ABSTRACT

Permanent prostate brachytherapy has evolved over the last decade as a treatment option for early stage prostate cancer. Excellent five year biochemical control rates have been shown, suggesting that radical prostatectomy, threedimensional conformal radiation therapy, and brachytherapy are relatively equally effective for the treatment of favorable risk disease.1-9 Issues about quality of life are increasingly important to patients faced with choosing a treatment modality and to the physicians who counsel them. Quality of life issues often include rectal bleeding or diarrhea, sexual dysfunction, irritative urinary symptoms, and urinary incontinence. Although the majority of papers have focused on the obstructive urinary symptoms patients have experienced, little has been published regarding urinary incontinence.

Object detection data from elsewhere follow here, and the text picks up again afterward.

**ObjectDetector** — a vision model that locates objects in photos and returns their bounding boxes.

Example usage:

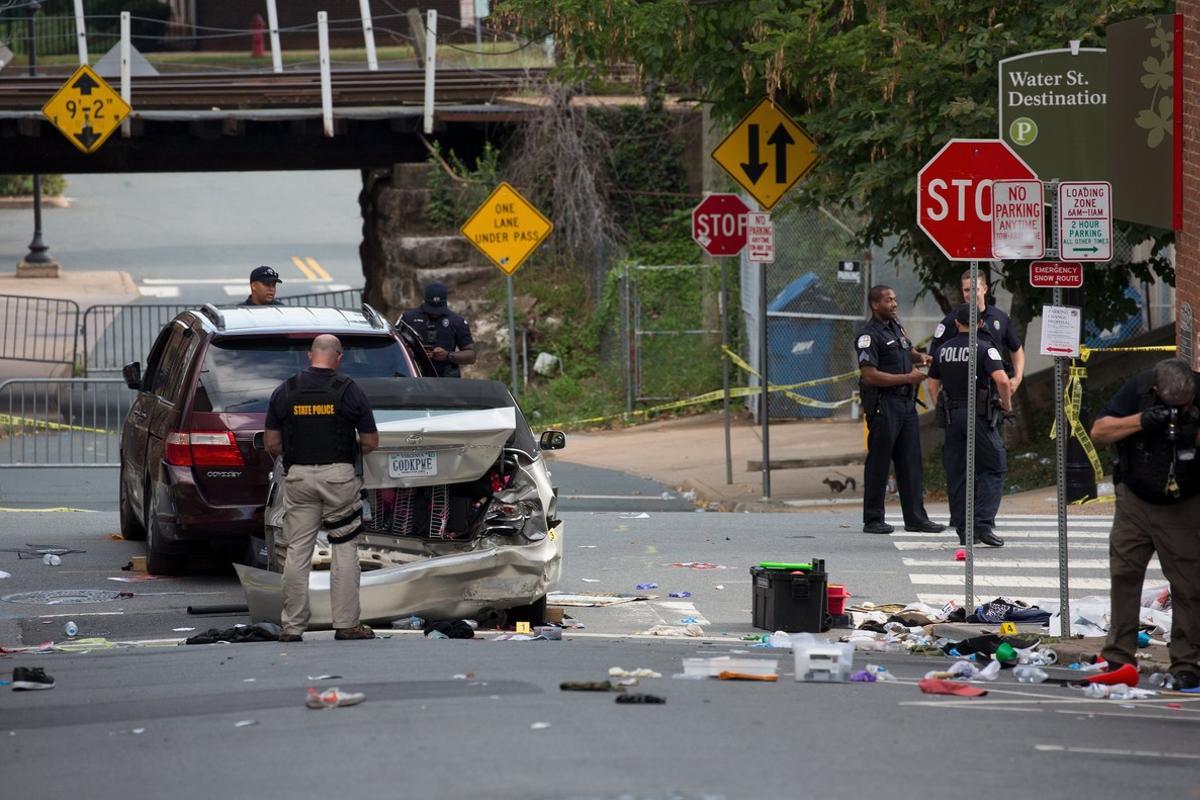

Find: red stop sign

[691,194,750,255]
[917,139,1037,261]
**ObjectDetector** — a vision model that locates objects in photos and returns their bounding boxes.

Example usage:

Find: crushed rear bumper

[234,522,563,628]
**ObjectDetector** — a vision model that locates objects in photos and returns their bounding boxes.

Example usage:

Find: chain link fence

[740,209,870,417]
[619,264,721,410]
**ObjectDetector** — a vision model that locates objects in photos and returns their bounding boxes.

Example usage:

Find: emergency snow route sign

[1058,181,1112,261]
[42,64,132,152]
[458,181,554,275]
[991,181,1046,258]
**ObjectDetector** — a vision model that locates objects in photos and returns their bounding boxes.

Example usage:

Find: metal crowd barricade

[0,295,79,366]
[0,378,134,468]
[276,289,362,309]
[83,302,193,375]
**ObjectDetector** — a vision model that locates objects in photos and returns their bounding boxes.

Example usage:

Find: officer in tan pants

[264,333,379,642]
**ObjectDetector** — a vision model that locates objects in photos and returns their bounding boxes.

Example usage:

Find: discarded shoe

[1082,663,1139,686]
[304,686,367,709]
[334,622,374,642]
[12,667,54,692]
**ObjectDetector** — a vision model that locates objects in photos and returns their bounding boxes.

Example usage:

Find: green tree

[502,0,1174,326]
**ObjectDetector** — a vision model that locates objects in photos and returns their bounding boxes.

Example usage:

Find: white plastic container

[792,640,854,684]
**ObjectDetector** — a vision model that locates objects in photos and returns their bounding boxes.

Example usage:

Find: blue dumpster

[767,272,845,417]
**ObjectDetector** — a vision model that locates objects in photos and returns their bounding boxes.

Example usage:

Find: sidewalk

[551,413,1112,515]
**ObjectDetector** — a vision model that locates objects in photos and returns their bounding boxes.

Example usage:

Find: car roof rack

[362,302,388,330]
[200,302,224,331]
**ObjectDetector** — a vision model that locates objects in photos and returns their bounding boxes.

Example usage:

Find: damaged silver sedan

[236,378,565,627]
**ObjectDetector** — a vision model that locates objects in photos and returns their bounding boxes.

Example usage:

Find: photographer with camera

[400,283,475,378]
[1091,359,1200,688]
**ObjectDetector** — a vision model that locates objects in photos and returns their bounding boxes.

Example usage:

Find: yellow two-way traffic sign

[713,97,817,211]
[458,181,554,275]
[42,64,131,152]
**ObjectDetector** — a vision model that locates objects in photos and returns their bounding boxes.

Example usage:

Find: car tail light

[166,431,245,467]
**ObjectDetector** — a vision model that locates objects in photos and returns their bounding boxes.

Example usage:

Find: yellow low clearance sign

[458,181,554,275]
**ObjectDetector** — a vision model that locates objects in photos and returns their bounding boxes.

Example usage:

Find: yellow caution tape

[0,414,115,433]
[1079,344,1175,361]
[1050,367,1104,483]
[0,506,96,513]
[1070,494,1117,506]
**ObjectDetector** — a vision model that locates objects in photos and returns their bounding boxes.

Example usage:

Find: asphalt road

[0,511,1200,800]
[0,170,362,303]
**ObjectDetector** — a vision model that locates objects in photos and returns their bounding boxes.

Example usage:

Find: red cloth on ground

[917,678,988,697]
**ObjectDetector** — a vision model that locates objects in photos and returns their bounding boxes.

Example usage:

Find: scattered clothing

[12,667,54,692]
[184,622,280,644]
[917,678,988,697]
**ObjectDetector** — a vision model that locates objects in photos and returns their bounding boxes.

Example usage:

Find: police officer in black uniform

[1092,359,1200,688]
[929,303,1013,547]
[854,285,946,534]
[238,266,283,306]
[400,283,475,378]
[263,333,379,642]
[929,270,1025,395]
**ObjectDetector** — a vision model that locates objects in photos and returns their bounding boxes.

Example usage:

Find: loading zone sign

[1058,181,1112,261]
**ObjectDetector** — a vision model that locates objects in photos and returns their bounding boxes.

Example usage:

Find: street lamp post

[17,2,59,278]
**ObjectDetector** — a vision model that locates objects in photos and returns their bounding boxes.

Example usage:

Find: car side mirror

[538,429,566,450]
[121,361,142,389]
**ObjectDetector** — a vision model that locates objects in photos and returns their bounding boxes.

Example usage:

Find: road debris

[305,686,367,709]
[616,694,667,705]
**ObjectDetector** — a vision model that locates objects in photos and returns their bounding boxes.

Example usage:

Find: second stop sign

[691,194,750,255]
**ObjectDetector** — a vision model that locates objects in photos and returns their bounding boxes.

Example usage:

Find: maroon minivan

[120,305,430,575]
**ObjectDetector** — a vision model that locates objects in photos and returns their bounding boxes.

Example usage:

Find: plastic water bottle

[1146,672,1175,691]
[1013,666,1050,684]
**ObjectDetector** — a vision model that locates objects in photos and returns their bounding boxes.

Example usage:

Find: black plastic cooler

[750,559,829,633]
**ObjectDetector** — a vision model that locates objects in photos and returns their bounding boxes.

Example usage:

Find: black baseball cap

[422,282,450,309]
[250,266,283,283]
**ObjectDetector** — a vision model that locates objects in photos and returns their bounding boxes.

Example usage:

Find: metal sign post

[505,273,521,397]
[758,264,770,499]
[716,259,733,486]
[1045,180,1070,638]
[962,261,979,606]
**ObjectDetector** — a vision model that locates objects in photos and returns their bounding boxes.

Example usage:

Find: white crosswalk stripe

[887,515,1166,606]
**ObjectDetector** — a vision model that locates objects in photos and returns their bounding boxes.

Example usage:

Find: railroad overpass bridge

[0,70,546,174]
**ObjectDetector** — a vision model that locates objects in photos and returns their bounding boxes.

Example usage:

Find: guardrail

[83,302,191,375]
[0,378,134,469]
[0,295,79,366]
[276,289,362,309]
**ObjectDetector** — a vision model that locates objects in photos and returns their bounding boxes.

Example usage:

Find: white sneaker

[305,686,367,709]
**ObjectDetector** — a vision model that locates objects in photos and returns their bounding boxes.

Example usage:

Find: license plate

[388,451,438,477]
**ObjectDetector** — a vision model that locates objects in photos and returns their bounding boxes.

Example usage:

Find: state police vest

[283,374,354,467]
[1112,371,1200,505]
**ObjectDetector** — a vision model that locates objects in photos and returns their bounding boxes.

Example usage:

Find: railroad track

[0,68,548,110]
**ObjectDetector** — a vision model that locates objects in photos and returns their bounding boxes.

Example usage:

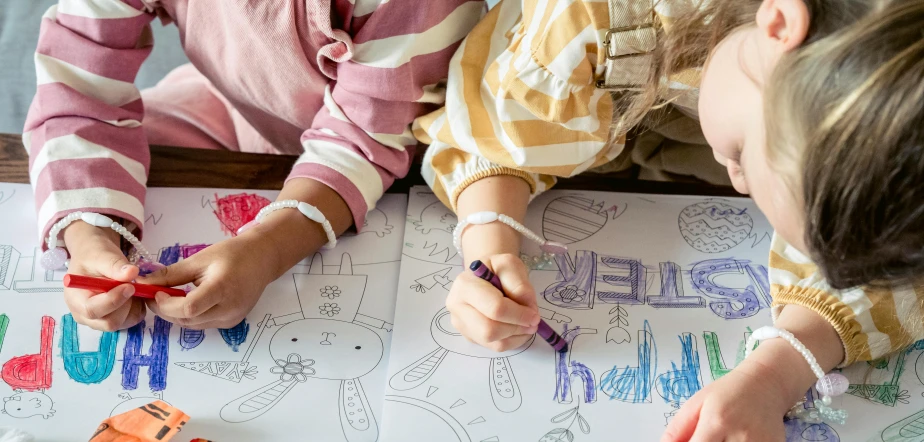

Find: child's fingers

[83,284,135,324]
[138,260,199,287]
[489,254,539,312]
[451,304,536,347]
[661,395,702,442]
[459,273,539,327]
[148,281,222,325]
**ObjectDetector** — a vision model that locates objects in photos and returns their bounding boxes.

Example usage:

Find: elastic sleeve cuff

Urinary incontinence has been associated with radical prostatectomy and according to the National Medicare Experience over 47% of patients have reported some degree of incontinence following this procedure.10 Rates over a broad range of 0-40% following brachytherapy have been reported.4,5,11-15 Many reports however, contain physician-acquired information, which has been shown to correlate poorly with data collected with patient self-assessment questionnaires.10,16-20 Much of the published literature on this topic lacks dosimetric information and does not specifically include urinary incontinence in the grading scale. Attempts to establish widespread use of validated self-assessment questionnaires to adequately address incontinence have been unsuccessful to date. Although the incidence of incontinence after brachytherapy is likely less than after radical prostatectomy, it may not be as low as presently believed. We evaluated the incidence of urinary incontinence and attempted to determine predictive factors for this complication.